How to lure pollinators with sunflowers

Sunflowers are rich sources of nectar and pollen for honeybees, bumblebees and other wild bee species, butterflies and other beneficial insects. (Credit: Nick Grapsy via Flickr)
Your garden is bee and butterfly-friendly. You've made a bee bath, a bumblebee house and count birds in your backyard. What's left?
I quizzed Mark from West Coast Seeds about the benefits of growing sunflowers!
All garden sunflowers are descended from the Central American Helianthus annuus.
Conventional plant breeding allows for selection of height, flower size and colour, and size or oil content of seeds. Russian mammoth and giganteus grow ten feet tall or more in a single season, with a stem more like a tree trunk. Each flower head "face" is actually individual florets tightly packed into a spiral pattern. Each pollinated floret produces a single sunflower seed.
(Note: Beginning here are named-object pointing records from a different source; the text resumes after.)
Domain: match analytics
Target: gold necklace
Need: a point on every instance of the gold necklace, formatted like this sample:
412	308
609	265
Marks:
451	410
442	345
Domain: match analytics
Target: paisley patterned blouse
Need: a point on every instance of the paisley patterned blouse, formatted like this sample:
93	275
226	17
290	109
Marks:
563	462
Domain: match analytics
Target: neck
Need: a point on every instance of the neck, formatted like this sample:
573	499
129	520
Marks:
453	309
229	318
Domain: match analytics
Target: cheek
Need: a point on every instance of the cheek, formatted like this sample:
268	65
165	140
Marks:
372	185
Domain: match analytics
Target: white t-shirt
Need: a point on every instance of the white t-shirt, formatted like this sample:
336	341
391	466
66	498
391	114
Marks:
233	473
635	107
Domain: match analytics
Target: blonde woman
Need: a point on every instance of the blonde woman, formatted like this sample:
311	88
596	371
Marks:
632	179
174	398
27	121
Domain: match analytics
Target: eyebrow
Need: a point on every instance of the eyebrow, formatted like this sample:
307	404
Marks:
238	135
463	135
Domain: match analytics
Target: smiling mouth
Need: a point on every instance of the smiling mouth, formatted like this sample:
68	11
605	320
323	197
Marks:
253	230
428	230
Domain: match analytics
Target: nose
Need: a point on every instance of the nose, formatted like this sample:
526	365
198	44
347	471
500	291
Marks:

Really big sunflowers produce hundreds of seeds!
Which pollinators like sunflowers?
Sunflowers' height makes them beacons for pollinators, rich sources of nectar and pollen for honeybees, bumblebees and other wild bee species, butterflies and other beneficial insects.
Planting sunflowers in your food garden lures the most important insects and will improve pollination for a host of fruits and vegetables.
When should I plant sunflowers?
Wait until the ground warms up in the spring before sowing the seeds (West Coasters start planting in April and May). This will allow each plant to anchor roots in the soil.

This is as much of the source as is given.